The suit comes after similar suits filed by Louisiana and Kentucky this year, as part of an expanding effort at the state level to hold social and gaming platforms responsible for harms to children. Advocacy groups have escalated the pressure: A 2024 report from the National Center on Sexual Exploitation called Roblox “a tool for sexual predators” and pushed for more robust parental controls, stricter chat rules and stronger age gating.
Roblox Pushes Back Against Texas Allegations in Lawsuit
Roblox denies the allegations and says they are sensationalized and inaccurate. The company contends its policies are “deliberately stricter” than those of many platforms and that it spends heavily on safety-by-design mechanisms, moderation and detection tools. It also contends that the issues cited by Texas are being experienced across the industry and must be addressed in cooperation with regulators and experts, not in court.
Roblox has since introduced more safety measures in the past year. It added age verification — using the identity provider Persona — to unlock some communication features only for users who are able to demonstrate that they’re 13 or older. In late 2024, Roblox banned users under the age of 13 from using “Hangouts,” a type of social space such as clubs and islands that was considered high-risk. It has also discouraged vigilante operations on its service, removing users who try to mount sting-style entrapments that would threaten investigations and user safety.
Real-World Cases Fuel Scrutiny of Roblox Safety Risks
Roblox’s risks have come into greater focus in recent weeks, including after news organizations reported on law enforcement data. Bloomberg published at least 24 arrests in 2024 of people accused of abusing children they met on Roblox. Other reporting recorded exactly six other arrests connected to the platform thus far in 2025. The cases, though a tiny portion of overall activity on Roblox, are the most recent examples of the stakes when bad actors seek to abuse online communities geared toward youth.

Safety researchers say grooming often begins with innocuous contact before transferring to private channels or apps on another platform, a fact that can make such abuse hard to prevent and identify even by well-resourced teams. The complexity has forced platforms to layer moderation tools — text filtering, behavior analysis, user reporting — while cutting features where risk exceeds engagement rewards.
A Wider Battle Over Kids’ Online Safety in the U.S.
Texas has expanded its focus beyond Roblox. The state filed a lawsuit earlier this year against TikTok, accusing the app of promoting mature content and exposing minors to explicit content despite being promoted as appropriate for youth. Nationwide, regulators say an increase in reports of the online exploitation of children is evidence that platforms must take more action: In 2023, the National Center for Missing & Exploited Children received over 36 million CyberTipline reports, a new high driven by a volume of user-generated content.
Legal observers say that states increasingly are framing claims around product design and marketing decisions, rather than simply the content of an individual post — an approach designed to force companies to address their safety architectures without slamming headlong into the broad federal liability shield for third-party content.
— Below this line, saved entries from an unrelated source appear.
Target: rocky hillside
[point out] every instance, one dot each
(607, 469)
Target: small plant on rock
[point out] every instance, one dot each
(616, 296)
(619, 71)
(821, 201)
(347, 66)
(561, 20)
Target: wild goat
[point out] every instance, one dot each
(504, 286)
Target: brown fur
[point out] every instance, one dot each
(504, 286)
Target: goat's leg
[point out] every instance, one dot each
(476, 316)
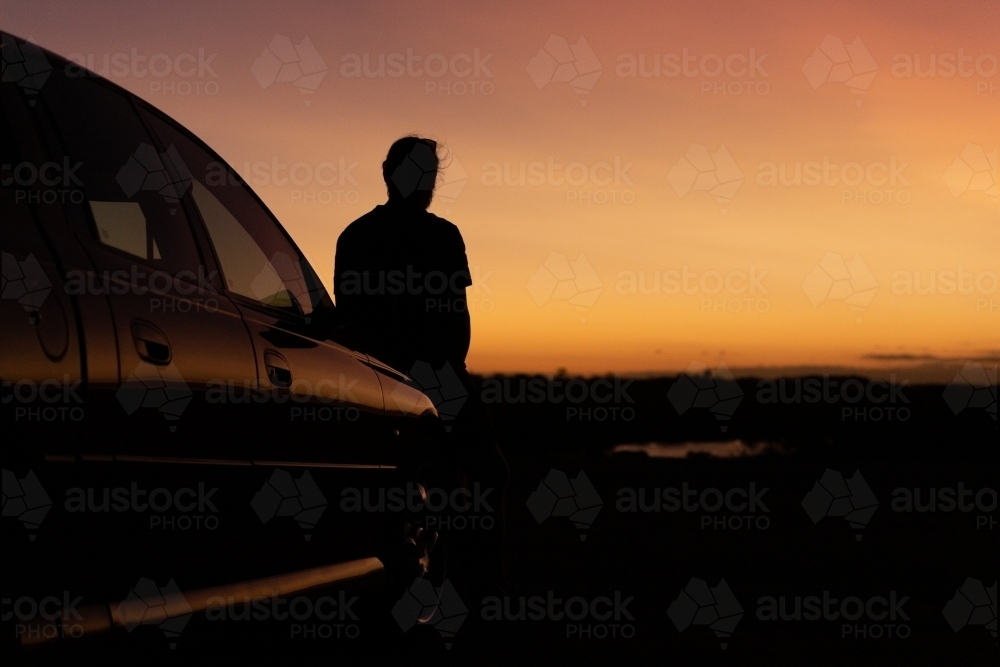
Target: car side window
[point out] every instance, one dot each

The Texas case could be a test of how far states can go to set standards for platforms aimed at young people and what companies must do to prove the effectiveness of their protections.
What Comes Next in the Texas v. Roblox Safety Case
The court will decide whether Texas can show “systemwide failures and practices” in Roblox’s safety efforts, and whether remedies should include new protections. Any discovery process could shine a light on Roblox’s moderation workflows, age verification performance and risk modeling, potentially creating a template for how other platforms are required to document child-safety outcomes.
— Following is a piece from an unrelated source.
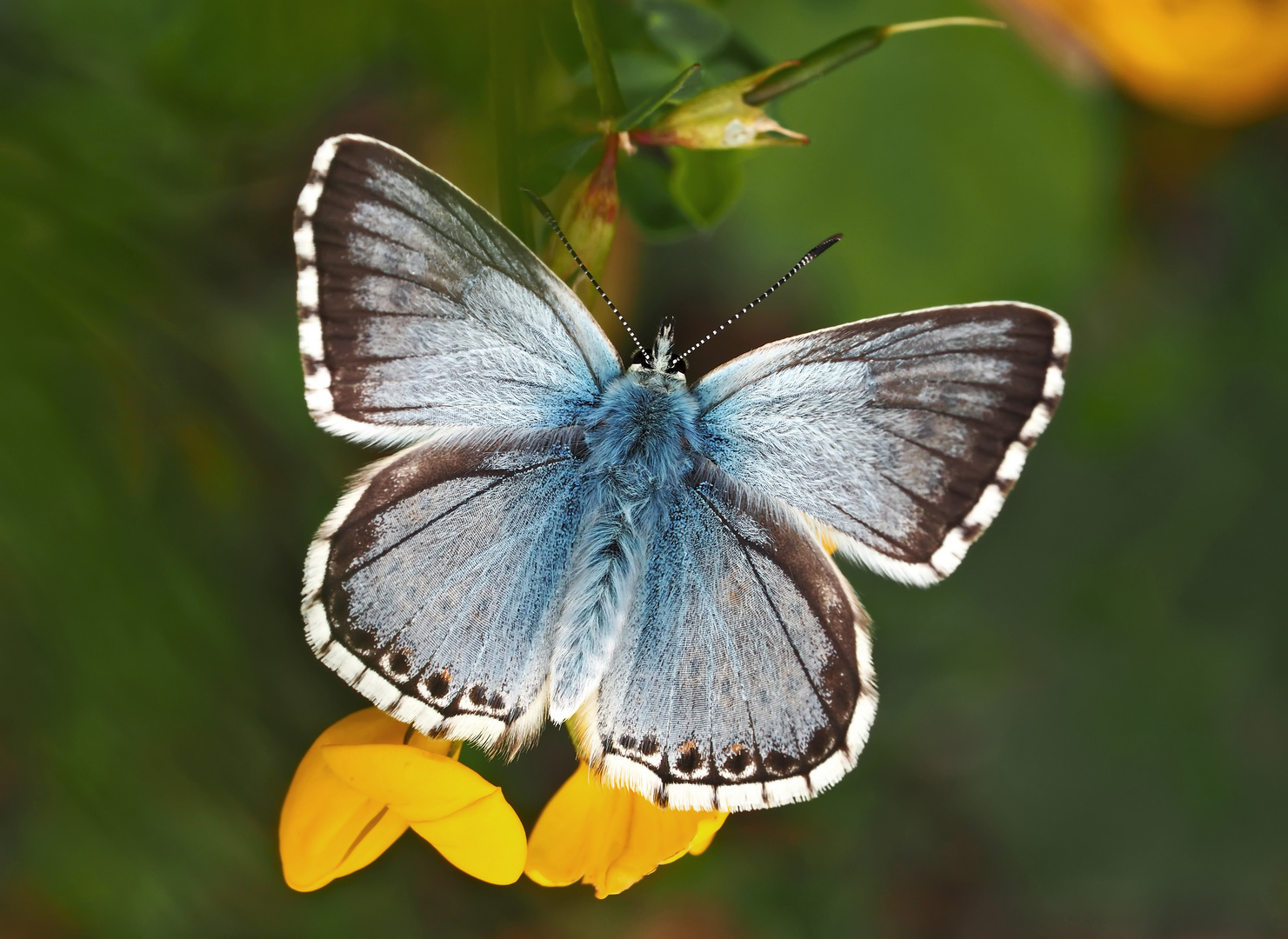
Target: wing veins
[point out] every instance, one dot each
(744, 545)
(501, 476)
(486, 262)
For the time being, the distance between state accusations and Roblox’s rebuttal underscores the central question every youth platform confronts: Is it possible in real time to police identity checks, feature limits and sit-down penalties against user growth and ever more sophisticated tactics by abusers? The response will not only determine the outcome in this case, but establish a standard for judging all child-centered online ecosystems.